First a little background — when choosing a new place to eat I first devour the website. Reading menus, gaping at photos. Often I have everything I plan to eat decided on before I even get there. I read blogs and reviews, research any unfamiliar ingredients or techniques. It’s weird, but for me it is part of the fun — the anticipation of the event.
The Butcher and the Boar, as you may have guessed, is stoked with meat, and then more meat, a vegetarian nightmare and a carnivores’ dream! Along with some elegant craft beers, micro brews, and a list of bourbons as long as the Kentucky Derby. The menu features a Smoked Beef Long Rib ala Fred Flintstone, Foi Gras, Berkshire Pork, house-made boar sausage, homemade pickles and chicken-fried veal brains! I would see Andrew Zimmern for sure!
When we arrived it smelled like roasting meat and wood smoke. Our waiter, Ben greeted us and asked if we wanted drinks. Yes! To my husband’s surprise, I broke away from my usual red wine and went for the bourbon. Albeit “sissified” bourbon. I ordered a Shake-up – basically bourbon lemonade. Delicious! My husband ordered a bourbon flight and we were off to the races!
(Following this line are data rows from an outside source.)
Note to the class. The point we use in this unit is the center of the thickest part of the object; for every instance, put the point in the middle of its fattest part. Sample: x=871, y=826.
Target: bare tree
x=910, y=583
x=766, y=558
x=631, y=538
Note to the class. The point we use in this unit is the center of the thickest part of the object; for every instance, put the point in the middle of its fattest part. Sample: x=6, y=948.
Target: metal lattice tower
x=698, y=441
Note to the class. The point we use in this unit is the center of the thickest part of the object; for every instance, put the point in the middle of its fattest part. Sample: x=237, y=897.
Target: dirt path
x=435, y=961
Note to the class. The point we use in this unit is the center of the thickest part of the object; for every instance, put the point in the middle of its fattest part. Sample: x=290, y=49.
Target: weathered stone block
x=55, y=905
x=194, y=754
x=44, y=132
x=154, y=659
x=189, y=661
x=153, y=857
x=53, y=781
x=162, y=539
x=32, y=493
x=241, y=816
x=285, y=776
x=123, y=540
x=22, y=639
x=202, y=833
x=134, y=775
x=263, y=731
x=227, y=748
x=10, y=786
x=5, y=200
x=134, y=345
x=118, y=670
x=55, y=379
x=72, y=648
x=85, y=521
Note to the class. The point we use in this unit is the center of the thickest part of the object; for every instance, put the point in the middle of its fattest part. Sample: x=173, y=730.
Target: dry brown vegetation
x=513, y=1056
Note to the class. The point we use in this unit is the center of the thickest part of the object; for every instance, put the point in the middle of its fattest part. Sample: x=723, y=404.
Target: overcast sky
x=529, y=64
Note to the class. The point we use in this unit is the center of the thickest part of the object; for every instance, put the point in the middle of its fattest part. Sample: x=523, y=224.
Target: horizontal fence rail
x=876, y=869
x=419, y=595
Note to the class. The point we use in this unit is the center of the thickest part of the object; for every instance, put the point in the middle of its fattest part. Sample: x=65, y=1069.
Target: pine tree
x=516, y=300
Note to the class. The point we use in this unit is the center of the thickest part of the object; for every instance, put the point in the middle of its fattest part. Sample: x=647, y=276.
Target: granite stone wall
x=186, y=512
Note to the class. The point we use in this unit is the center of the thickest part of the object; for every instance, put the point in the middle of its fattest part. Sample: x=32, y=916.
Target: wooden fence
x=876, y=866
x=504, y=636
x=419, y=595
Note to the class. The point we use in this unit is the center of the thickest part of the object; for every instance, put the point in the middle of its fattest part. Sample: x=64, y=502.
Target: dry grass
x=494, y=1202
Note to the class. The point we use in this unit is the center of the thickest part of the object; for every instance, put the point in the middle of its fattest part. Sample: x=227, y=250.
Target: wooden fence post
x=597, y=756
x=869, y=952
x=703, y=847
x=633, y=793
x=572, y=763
We started with the Texas Beef Link. It was meaty, smoky, had a nice pop to the skin. Served with a kickin’ chili sauce and a crunchy tortilla slaw. We paired that with the house pickle platter. Beets served with cool crème fraiche, tangy bread and butters, pickled onions and spicy carrots, a nice compliment to the richness of the sausage. For the main course we landed on the Beef Long Rib and the Double Cut Smoked Pork Chop. Add to that the sour cream and chive mashed potatoes and the plank roasted mushrooms. A feast!
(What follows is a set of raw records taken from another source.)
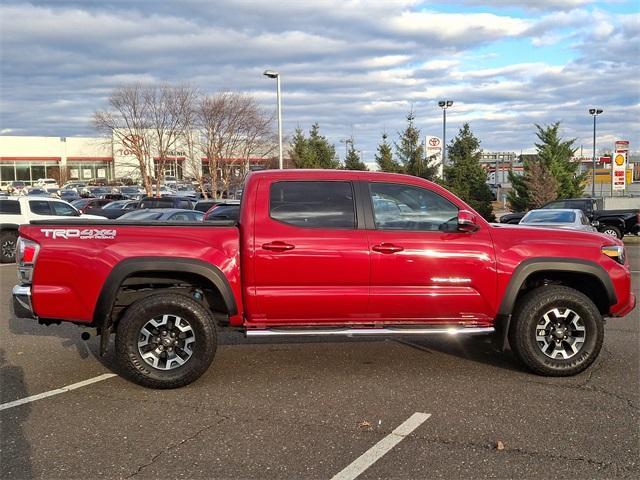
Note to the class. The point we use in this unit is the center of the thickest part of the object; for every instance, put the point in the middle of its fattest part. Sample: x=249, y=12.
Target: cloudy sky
x=353, y=66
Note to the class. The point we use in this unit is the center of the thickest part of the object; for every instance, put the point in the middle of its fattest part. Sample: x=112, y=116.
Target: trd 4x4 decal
x=82, y=234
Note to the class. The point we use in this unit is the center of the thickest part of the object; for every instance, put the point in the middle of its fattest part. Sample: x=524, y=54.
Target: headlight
x=614, y=251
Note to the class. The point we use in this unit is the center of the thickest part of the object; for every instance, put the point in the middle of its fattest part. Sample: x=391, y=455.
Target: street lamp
x=594, y=112
x=444, y=104
x=276, y=75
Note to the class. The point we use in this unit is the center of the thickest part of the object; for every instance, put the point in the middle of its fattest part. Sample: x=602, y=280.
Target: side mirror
x=467, y=222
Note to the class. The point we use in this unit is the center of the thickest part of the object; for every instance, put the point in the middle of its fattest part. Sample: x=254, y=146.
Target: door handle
x=387, y=248
x=277, y=246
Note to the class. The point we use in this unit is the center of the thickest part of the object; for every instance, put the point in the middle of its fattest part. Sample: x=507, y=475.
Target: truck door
x=310, y=259
x=420, y=272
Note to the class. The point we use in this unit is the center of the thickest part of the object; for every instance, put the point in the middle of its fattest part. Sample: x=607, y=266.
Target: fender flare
x=131, y=266
x=571, y=265
x=533, y=265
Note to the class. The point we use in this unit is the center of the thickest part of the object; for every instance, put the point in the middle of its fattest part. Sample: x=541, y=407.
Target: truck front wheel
x=165, y=341
x=556, y=331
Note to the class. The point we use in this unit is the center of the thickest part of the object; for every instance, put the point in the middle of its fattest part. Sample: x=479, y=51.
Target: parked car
x=69, y=194
x=311, y=256
x=117, y=208
x=572, y=219
x=16, y=211
x=205, y=205
x=90, y=205
x=167, y=202
x=95, y=191
x=74, y=185
x=132, y=192
x=163, y=215
x=46, y=183
x=223, y=211
x=615, y=223
x=15, y=187
x=35, y=192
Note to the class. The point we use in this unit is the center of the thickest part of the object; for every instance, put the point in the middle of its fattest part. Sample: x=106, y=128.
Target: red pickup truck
x=325, y=253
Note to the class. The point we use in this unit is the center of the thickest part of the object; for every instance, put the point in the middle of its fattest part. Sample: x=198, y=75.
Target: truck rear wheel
x=166, y=341
x=556, y=331
x=8, y=241
x=612, y=231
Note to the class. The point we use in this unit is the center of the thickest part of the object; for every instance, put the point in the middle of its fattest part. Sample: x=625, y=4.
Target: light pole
x=444, y=104
x=276, y=75
x=594, y=112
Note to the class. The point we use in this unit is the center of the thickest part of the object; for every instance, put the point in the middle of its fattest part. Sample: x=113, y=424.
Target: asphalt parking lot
x=311, y=409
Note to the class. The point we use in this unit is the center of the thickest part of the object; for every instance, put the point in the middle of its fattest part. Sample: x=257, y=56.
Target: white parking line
x=376, y=452
x=57, y=391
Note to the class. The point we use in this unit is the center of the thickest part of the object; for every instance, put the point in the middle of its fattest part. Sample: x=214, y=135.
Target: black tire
x=611, y=231
x=529, y=315
x=199, y=318
x=8, y=240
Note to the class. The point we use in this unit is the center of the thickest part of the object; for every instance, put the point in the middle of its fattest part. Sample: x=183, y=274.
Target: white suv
x=46, y=183
x=21, y=210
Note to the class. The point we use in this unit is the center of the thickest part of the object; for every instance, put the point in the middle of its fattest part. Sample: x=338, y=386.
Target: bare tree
x=233, y=128
x=170, y=112
x=127, y=122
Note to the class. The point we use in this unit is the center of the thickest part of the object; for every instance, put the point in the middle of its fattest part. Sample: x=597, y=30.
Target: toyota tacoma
x=322, y=253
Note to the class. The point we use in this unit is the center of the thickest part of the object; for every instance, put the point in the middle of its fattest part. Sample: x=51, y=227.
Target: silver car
x=572, y=219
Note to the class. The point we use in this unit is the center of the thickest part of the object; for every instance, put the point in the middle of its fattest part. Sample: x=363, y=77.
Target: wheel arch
x=557, y=269
x=583, y=275
x=158, y=266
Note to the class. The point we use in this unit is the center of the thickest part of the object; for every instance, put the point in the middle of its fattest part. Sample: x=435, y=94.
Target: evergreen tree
x=555, y=155
x=384, y=158
x=352, y=161
x=518, y=196
x=313, y=152
x=541, y=184
x=464, y=175
x=299, y=148
x=411, y=152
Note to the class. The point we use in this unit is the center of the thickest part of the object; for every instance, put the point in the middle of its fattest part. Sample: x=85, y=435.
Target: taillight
x=26, y=256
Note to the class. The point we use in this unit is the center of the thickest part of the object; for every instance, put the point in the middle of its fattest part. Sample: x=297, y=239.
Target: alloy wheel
x=166, y=342
x=560, y=333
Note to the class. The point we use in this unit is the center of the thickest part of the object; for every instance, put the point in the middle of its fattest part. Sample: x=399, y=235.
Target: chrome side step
x=365, y=332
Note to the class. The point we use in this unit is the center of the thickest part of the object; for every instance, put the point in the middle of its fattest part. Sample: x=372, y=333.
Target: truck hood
x=525, y=234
The smoked long rib was dark and glossy and had a good bark. It fell nicely off the bone and I kept dredging pieces of it through the Tabasco BBQ sauce. The sour cream mashed potatoes served to be a cool respite between bites of the rib. The double pork chop was massive, like a prehistoric hammer. Swimming in a sweet bourbon glaze topped with stewed peaches, it was juicy with a nice pink smoke ring. We kept eating off each other’s plates and passing sauce, laden chunks back and forth. A romance of carnivores’!
It was lovely to just dine, to indulge in pure excess. Our lives are so full of compromise and budgets, chores, schedules, college choices, ACT scores, and our retirement plans. It feels endless and overwhelming at times. This evening was a reminder that we need to slow down. To taste not only this delicious meal, but to taste life, with all it’s bitter, sweet, sour and savory.
Unable to finish it all, Ben packed up the remnants and we headed for home. The conversation had been good, the food fabulous. We were sated. Content. It was inevitable that we would both slip into a meat coma, but before giving in, I was struck by a rush of thankfulness that we made it to 25. Not everyone does.